Sejumlah anak usia dini menyimak guru dan bermain di PAUD Anggrek, Jakarta. (CNN Indonesia/Adhi Wicaksono)Sementara untuk pendidikan anak usia dini (PAUD) adalah jenjang yang paling akhir dibuka kegiatan belajar secara tatap muka. Nadiem mengatakan hal ini dilakukan karena anak-anak di usia itu masih sulit menjaga jarak sosial atau social distancing untuk mencegah virus corona.
"PAUD adalah yang paling terkahir bulan ke lima kalau zona masih hijau. Bulan ke-5 baru PAUD boleh tatap muka," kata Nadiem.
Nadiem memberikan kebebasan kepada sekolah untuk mengatur peserta didik yang masuk sekolah secara tatap muka. Penerapan social distancing harus diterapkan di semua jenjang pendidikan.

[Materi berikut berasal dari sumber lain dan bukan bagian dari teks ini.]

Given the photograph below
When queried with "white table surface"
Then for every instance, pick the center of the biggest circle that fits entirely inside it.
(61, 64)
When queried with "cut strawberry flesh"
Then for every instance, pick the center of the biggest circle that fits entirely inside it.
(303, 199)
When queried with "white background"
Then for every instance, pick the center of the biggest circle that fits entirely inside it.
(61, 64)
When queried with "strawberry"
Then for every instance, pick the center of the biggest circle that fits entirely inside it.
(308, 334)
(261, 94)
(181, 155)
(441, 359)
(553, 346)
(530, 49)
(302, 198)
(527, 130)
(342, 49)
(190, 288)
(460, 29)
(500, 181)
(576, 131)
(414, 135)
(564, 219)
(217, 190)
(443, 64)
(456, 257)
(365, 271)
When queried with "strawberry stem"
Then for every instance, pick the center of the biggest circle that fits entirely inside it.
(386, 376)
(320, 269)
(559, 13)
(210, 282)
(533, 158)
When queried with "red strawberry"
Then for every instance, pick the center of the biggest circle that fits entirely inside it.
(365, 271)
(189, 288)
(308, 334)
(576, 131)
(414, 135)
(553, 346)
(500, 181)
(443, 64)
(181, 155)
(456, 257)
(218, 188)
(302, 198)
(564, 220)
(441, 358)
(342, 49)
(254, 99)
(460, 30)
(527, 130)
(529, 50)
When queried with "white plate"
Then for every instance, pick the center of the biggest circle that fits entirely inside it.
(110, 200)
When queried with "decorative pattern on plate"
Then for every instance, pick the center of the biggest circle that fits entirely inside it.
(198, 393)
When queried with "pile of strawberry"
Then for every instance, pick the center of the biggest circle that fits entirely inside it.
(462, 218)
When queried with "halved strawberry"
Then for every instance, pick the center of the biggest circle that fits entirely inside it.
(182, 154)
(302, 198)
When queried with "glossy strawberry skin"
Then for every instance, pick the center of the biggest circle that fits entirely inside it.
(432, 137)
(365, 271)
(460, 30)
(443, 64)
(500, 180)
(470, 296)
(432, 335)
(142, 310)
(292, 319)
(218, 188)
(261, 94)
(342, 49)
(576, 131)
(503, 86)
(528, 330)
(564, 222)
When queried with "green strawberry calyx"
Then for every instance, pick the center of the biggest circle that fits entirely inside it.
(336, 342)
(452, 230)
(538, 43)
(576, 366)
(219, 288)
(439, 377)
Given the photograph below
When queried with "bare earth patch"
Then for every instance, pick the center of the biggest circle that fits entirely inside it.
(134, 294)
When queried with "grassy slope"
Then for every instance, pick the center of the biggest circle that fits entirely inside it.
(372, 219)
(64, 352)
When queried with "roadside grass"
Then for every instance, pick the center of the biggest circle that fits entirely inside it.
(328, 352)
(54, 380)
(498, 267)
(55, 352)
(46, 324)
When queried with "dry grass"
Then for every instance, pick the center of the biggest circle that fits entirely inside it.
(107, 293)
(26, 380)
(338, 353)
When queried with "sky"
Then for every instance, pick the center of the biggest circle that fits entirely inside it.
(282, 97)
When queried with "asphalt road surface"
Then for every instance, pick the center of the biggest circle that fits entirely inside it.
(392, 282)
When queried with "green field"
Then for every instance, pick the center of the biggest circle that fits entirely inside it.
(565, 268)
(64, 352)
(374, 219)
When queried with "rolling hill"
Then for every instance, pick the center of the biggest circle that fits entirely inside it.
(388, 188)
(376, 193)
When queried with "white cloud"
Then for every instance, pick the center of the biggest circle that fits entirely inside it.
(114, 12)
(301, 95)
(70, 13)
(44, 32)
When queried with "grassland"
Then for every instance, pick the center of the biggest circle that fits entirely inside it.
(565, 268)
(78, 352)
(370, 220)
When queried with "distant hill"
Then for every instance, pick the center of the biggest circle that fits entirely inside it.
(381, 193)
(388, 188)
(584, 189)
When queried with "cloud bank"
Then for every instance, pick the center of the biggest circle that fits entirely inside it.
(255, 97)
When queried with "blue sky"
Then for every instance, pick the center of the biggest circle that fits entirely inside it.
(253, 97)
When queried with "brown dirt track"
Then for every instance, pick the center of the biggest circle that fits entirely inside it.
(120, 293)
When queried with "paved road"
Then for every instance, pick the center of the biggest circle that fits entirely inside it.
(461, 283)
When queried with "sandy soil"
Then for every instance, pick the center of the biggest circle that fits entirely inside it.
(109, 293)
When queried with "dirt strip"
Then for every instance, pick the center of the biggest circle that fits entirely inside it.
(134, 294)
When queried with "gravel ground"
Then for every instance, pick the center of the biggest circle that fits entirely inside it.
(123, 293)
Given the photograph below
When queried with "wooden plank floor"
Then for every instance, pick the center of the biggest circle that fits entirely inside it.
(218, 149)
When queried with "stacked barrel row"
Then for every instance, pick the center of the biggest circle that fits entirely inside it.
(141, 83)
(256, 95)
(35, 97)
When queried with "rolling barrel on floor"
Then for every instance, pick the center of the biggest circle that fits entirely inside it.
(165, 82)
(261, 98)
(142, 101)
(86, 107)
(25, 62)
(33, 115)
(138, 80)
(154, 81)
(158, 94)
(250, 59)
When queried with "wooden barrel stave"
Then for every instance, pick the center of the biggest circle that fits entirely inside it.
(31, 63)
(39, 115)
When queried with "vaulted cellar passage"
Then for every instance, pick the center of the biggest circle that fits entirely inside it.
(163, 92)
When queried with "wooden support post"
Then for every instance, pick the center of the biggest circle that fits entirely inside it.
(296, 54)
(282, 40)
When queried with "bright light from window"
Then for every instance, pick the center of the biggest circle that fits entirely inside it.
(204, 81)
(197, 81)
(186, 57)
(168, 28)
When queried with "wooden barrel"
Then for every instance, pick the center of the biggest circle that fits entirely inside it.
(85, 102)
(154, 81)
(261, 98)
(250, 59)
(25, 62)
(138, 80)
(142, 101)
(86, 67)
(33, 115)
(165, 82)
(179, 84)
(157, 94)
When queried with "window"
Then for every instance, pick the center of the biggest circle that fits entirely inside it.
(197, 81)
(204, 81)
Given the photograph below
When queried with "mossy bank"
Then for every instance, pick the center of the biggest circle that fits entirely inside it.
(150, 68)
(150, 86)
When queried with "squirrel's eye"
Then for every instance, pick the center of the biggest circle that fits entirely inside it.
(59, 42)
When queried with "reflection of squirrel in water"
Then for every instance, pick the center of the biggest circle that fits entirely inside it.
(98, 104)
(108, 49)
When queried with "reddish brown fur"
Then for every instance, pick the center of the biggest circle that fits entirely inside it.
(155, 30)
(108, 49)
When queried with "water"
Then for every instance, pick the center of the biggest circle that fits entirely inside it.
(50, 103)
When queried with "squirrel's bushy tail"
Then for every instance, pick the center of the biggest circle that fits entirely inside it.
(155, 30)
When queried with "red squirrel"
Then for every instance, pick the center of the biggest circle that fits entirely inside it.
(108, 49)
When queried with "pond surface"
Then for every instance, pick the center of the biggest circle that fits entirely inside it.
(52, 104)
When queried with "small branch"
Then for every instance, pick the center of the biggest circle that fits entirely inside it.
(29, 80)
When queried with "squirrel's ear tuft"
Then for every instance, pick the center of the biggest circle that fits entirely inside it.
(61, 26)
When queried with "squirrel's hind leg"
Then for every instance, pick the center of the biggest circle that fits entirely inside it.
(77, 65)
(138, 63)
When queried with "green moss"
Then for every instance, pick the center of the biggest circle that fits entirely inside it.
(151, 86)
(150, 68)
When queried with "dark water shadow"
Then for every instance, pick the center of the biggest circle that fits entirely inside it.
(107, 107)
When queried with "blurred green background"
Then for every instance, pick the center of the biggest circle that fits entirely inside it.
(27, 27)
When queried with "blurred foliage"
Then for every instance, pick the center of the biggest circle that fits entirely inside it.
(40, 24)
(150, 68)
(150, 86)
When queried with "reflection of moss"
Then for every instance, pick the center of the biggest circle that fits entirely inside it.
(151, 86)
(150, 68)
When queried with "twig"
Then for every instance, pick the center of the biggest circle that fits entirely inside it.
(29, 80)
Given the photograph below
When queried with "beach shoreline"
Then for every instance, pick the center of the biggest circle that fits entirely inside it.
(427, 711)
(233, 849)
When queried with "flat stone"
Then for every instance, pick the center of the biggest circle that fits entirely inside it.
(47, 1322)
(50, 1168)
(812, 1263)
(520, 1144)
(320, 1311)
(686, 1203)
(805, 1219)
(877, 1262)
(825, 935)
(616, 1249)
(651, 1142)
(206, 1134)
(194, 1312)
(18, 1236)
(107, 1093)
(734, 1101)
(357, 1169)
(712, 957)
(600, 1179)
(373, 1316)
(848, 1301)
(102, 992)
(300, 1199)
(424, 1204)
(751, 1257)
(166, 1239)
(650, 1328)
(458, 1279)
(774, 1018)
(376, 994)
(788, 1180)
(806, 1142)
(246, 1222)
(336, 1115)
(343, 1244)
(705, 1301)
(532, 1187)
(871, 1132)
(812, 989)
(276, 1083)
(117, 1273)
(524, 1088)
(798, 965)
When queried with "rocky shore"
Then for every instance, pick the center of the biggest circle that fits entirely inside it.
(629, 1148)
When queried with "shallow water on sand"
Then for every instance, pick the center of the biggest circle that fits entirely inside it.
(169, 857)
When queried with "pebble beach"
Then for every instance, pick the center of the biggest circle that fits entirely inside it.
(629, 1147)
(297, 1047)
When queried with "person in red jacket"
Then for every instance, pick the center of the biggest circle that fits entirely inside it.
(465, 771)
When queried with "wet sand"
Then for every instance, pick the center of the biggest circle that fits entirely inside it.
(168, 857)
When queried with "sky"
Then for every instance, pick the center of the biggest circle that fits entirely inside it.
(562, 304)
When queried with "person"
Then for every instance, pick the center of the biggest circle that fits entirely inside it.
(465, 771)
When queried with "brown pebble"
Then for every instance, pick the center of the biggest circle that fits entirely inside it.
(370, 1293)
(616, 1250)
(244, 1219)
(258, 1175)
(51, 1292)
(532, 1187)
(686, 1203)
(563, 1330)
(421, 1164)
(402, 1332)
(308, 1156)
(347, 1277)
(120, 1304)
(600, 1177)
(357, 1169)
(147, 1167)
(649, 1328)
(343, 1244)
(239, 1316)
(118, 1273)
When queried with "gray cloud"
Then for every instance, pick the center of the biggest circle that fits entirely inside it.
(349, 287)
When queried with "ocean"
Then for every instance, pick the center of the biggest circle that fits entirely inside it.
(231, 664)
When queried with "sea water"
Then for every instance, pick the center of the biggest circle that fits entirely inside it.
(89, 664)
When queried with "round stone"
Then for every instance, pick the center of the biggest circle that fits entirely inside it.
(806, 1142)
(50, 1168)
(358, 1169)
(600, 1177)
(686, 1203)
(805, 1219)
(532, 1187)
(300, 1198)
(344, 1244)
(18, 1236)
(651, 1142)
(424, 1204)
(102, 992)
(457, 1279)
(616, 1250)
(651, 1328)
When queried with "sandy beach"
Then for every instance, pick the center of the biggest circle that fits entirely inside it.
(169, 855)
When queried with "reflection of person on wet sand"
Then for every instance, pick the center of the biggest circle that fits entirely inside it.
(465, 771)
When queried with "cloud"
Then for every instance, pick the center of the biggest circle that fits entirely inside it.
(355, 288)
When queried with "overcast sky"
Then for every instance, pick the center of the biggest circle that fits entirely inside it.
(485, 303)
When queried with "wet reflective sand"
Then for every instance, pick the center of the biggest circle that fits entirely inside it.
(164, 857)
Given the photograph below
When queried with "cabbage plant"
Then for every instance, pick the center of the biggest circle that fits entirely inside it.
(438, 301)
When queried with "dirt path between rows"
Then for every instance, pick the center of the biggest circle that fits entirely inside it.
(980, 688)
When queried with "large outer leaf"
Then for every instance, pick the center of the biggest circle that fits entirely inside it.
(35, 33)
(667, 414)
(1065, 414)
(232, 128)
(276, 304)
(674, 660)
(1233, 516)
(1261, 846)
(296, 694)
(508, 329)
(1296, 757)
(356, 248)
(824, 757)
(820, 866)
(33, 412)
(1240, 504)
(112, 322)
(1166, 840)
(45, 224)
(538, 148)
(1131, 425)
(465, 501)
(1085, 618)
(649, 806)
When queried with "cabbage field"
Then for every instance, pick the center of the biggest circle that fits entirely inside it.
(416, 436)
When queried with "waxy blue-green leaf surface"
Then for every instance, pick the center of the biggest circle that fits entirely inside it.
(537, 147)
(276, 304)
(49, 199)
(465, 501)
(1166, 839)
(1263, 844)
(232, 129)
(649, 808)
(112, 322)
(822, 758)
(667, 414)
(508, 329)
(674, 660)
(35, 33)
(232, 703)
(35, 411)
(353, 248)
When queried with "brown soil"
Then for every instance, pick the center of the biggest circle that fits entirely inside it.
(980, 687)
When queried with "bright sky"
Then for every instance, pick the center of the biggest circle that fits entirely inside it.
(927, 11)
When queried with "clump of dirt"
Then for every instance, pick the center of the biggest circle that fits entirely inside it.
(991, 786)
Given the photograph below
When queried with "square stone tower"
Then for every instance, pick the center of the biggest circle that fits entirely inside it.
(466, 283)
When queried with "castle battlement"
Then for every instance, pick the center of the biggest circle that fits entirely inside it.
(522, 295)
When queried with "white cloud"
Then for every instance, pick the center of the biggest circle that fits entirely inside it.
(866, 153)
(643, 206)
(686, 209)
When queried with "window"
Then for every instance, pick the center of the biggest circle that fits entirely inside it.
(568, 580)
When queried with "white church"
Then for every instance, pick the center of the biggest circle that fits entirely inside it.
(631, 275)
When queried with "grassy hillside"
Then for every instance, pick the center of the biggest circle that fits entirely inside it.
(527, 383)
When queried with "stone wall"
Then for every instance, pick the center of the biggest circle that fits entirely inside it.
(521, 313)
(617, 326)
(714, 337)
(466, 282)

Mengenai jadwal pembelajaran akan ditentukan oleh masing-masing satuan pendidikan sesuai situasi dan kebutuhan.
Sebelum dibuka, ada beberapa syarat yang harus dipenuhi sekolah. Pertama ketersediaan sanitasi kebersihan seperti tempat cuci tangan. Kedua, akses menuju fasilitas layanan kesehatan di sekitar wilayah sekolah.
Ketiga, wajib menggunakan masker dan akan dilakukan pengecekan suhu badan menggunakan termal gun.
"Beberapa aturan protokol kesehatan, kalau ada peserta didik yang mungkin punya kondisi medis atau sedang sakit tidak diperkenankan masuk sekolah," ujar Nadiem.
Kemudian apabila prasyarat tersebut sudah terpenuhi, maka kegiatan belajar mengajar di sekolah diperkenankan secara tatap muka. Namun, aturan bersekolah dengan tatap muka hanya diperbolehkan pada sekolah yang wilayahnya berada dalam zona hijau.
Nadiem menyatakan tahun ajaran baru bagi pendidikan anak usia dini (PAUD), pendidikan dasar, dan pendidikan menengah di tahun ajaran 2020/2021 tetap dimulai pada Juli 2020.
"Untuk daerah yang berada di zona kuning, oranye, dan merah, dilarang melakukan pembelajaran tatap muka di satuan pendidikan. Satuan pendidikan pada zona-zona tersebut tetap melanjutkan Belajar dari Rumah," ujar Nadiem.